Google I/O 2023: Search King Adds AI To Respond To Microsoft Challenge

New Delhi: Alphabet Inc’s Google is bringing more artificial intelligence to its core search product, hoping to generate the same consumer enthusiasm generated by Microsoft Corp’s updates to rival search engine Bing in recent months. At its annual I/O conference in Mountain View, California, on Wednesday, Google introduced a new version of its namesake engine.

Called Search Generative Experience, the new Google can generate answers to open-ended questions while maintaining its own recognizable list of links from across the web. “We’re reimagining all of our core products, including search,” Alphabet CEO Sundar Pichai said after taking the stage at the event. ,Also read: Explainer: How is the new Google AI search bard different from chatbots?,

He said Google is integrating generative AI into search as well as products like Gmail, which can create draft messages, and Google Photos, which can make changes to images like centering images and filling in blank space. ,Also Read: Google unveils Pixel 7a, foldable phone and AI features for search,

Vice President Cathy Edwards said in an interview that US consumers will gain access to the Search Generative Experience through a waiting list in the coming weeks, a testing phase during which Google will monitor the quality, speed and cost of search results.

After startup OpenAI introduced Silicon Valley’s darling chatbot, ChatGPT, which is better known as generative AI, Google started a furious funding race among competitors. Generative AI can create completely new content, such as completely composed text, images, and software code, using past data.

“AI can provide insight,” Edwards said. “But what people basically want at the end of the day is to be connected to information from real people and organizations, for example, knowing that this health information comes from WHO,” or the World Health Organization.

Explaining how AI can deliver misinformation, Edwards said the company prioritized accuracy and cited reliable sources.

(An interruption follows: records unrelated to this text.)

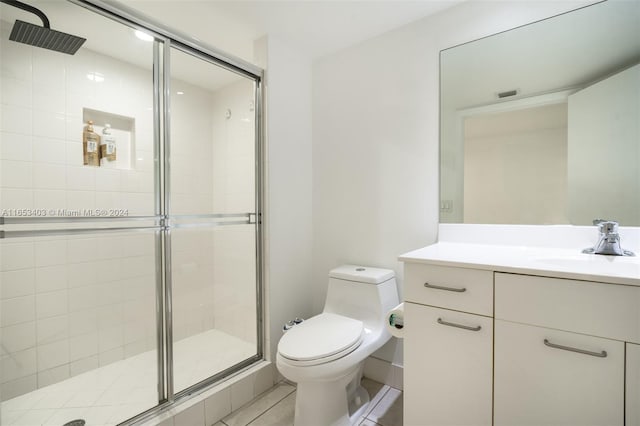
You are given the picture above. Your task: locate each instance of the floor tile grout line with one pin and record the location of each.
(373, 406)
(265, 411)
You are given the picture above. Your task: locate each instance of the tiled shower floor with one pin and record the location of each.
(113, 393)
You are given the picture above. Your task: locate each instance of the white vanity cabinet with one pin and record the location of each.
(560, 350)
(450, 353)
(632, 380)
(513, 346)
(541, 380)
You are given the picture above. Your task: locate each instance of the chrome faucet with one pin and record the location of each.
(609, 240)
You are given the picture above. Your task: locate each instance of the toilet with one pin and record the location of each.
(325, 354)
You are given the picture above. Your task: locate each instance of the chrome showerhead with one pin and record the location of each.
(42, 36)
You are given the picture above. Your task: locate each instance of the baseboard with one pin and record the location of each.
(385, 372)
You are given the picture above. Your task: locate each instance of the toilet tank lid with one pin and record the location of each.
(363, 274)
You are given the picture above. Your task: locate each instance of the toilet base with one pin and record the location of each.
(331, 403)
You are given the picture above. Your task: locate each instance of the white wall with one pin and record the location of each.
(375, 137)
(606, 113)
(289, 213)
(70, 304)
(515, 166)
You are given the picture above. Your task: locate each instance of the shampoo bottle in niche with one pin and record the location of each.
(90, 145)
(108, 145)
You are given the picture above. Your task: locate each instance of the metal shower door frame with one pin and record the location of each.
(165, 39)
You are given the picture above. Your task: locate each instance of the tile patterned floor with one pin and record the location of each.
(276, 407)
(113, 393)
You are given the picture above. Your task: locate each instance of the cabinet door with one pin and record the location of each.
(448, 369)
(633, 385)
(539, 381)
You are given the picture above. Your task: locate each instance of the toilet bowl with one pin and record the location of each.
(325, 354)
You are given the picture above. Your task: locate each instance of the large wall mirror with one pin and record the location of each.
(541, 124)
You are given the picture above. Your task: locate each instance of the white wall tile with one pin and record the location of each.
(49, 176)
(53, 375)
(16, 174)
(15, 255)
(17, 283)
(83, 346)
(110, 338)
(81, 298)
(18, 365)
(16, 199)
(51, 304)
(81, 178)
(74, 155)
(53, 355)
(83, 365)
(15, 146)
(110, 356)
(81, 200)
(52, 252)
(49, 199)
(18, 387)
(74, 128)
(15, 60)
(51, 278)
(83, 249)
(83, 322)
(47, 150)
(18, 337)
(17, 310)
(52, 329)
(192, 416)
(48, 69)
(107, 180)
(49, 124)
(15, 119)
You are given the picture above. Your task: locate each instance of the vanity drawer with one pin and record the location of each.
(598, 309)
(466, 290)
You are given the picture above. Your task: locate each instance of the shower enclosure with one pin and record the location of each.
(127, 285)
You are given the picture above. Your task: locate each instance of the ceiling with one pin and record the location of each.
(314, 27)
(572, 50)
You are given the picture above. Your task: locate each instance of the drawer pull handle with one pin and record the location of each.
(451, 324)
(602, 354)
(437, 287)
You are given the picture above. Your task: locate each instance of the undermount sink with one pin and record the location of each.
(594, 264)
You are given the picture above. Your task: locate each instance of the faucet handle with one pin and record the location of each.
(608, 227)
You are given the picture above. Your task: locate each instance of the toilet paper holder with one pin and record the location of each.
(396, 321)
(291, 323)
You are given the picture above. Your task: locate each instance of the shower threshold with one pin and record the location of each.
(111, 394)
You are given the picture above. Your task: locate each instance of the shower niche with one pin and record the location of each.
(122, 129)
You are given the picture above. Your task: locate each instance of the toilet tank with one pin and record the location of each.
(361, 292)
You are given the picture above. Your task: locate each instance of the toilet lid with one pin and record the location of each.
(323, 336)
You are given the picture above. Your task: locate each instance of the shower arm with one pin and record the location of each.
(31, 9)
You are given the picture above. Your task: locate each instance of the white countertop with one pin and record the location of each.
(542, 261)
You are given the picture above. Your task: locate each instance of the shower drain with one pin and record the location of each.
(77, 422)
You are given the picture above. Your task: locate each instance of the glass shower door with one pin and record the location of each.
(212, 221)
(79, 252)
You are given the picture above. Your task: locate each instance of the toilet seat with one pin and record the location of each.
(321, 339)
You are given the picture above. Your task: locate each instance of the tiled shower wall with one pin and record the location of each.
(70, 304)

Google will also mark images generated with AI and make it easier for people to check the authenticity of the picture.

“Google’s approach makes a strong case that search is evolving, not dissolving, and Google is here to stay,” said Kingsley Crane, analyst at Canaccord Genuity.

What to wear?

Even with the AI ​​embedded, Google still looks and acts like its familiar empty search bar.

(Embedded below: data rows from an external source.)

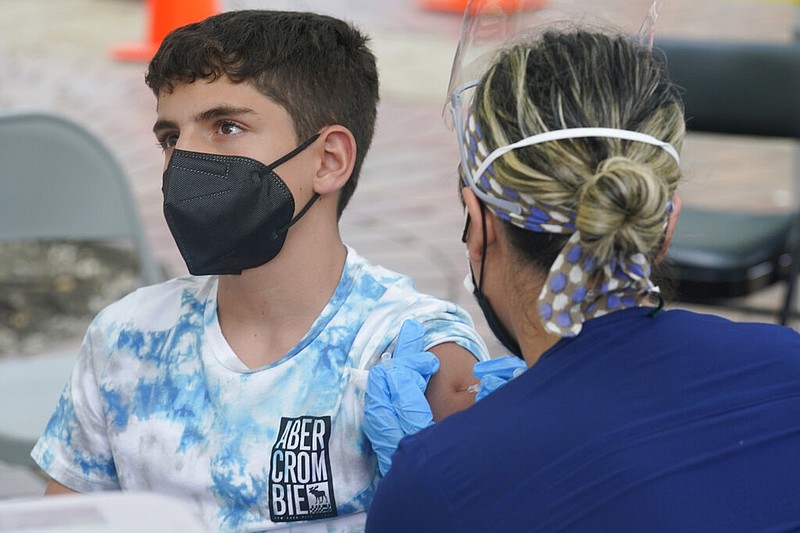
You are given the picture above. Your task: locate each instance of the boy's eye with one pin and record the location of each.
(167, 140)
(229, 128)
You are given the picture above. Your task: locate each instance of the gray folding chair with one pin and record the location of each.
(57, 182)
(749, 89)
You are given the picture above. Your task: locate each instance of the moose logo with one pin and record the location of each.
(300, 484)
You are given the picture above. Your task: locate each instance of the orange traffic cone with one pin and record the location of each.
(164, 16)
(459, 6)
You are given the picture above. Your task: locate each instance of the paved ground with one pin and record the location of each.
(55, 54)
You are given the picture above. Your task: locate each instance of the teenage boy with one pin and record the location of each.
(241, 388)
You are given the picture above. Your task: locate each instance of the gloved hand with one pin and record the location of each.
(395, 397)
(495, 373)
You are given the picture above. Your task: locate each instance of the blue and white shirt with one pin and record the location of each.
(158, 401)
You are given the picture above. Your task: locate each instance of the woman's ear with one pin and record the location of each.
(478, 215)
(672, 221)
(338, 159)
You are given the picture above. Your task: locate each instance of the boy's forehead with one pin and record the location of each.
(219, 92)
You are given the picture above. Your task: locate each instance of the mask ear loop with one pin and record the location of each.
(483, 246)
(315, 196)
(647, 32)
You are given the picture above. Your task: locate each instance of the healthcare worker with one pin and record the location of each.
(630, 417)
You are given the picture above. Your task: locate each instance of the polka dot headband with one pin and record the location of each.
(567, 299)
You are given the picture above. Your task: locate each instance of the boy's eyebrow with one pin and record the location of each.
(208, 114)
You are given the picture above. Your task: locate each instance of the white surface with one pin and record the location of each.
(29, 391)
(110, 512)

But while a search for “weather San Francisco” would normally point a user to an eight-day forecast, a query asking what outfit to wear in the California city prompts a longer response generated by AI, According to an appearance earlier in the week for Reuters.

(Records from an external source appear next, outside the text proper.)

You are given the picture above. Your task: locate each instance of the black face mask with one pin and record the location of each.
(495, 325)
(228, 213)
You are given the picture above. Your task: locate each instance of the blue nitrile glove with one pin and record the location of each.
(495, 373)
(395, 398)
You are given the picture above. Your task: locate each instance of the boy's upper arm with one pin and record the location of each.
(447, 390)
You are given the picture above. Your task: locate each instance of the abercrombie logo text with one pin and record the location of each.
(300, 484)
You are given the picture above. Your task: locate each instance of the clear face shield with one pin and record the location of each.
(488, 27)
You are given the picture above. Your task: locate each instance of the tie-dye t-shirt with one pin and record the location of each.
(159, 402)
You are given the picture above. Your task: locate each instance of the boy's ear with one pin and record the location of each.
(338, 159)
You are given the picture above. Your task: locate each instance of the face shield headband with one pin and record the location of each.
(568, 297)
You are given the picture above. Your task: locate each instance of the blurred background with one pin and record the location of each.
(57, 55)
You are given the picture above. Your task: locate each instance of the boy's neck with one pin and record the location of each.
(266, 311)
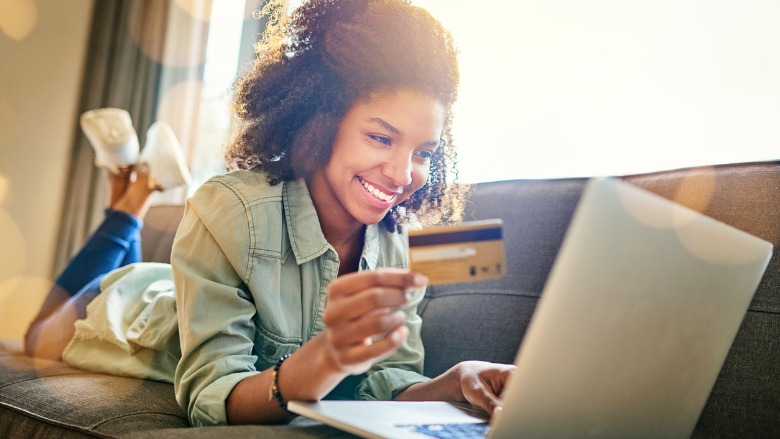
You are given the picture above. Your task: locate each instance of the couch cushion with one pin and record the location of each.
(462, 321)
(41, 398)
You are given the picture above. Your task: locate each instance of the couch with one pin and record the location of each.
(482, 320)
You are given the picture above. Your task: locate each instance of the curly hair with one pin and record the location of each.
(312, 66)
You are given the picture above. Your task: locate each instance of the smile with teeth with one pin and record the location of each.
(375, 191)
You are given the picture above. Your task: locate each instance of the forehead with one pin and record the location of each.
(405, 109)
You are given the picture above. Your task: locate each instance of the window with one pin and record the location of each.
(568, 88)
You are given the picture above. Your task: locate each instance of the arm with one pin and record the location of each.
(360, 307)
(216, 381)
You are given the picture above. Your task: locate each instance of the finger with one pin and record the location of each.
(367, 301)
(372, 352)
(356, 332)
(387, 277)
(485, 399)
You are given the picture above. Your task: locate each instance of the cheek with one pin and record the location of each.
(419, 176)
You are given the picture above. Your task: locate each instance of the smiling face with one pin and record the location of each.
(380, 156)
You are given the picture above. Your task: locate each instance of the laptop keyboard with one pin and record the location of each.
(453, 431)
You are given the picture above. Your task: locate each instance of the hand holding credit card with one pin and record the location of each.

One challenge of drawing on such AI, known as large language models, is the high expense. “We and others are working on different ways to reduce costs over time,” Edwards said.

Ads will remain key, Edwards said. “We only pay for clicks.”

bard for 180 countries

“The company is showing a willingness and ability to reinvent and disrupt itself, which I think will be received favorably by investors,” said Michael Ashley Schulman, chief investment officer at Running Point Capital Advisors.

In February Google announced its competing chatbot called Bard. The company said on Wednesday that Bard will now be multimodal like OpenAI’s GPT-4, making the chatbot accessible to people in more than 180 countries and territories.

This means customers will be able to prompt Bard with images, not just text — for example asking the chatbot to write a caption to a picture they’ve been assigned, it said.

Behind Bard is also a more powerful AI model Google calls PaLM 2, which it said can solve tougher problems. Pichai also said that one of its PaLM 2 models is light enough to work on a smartphone.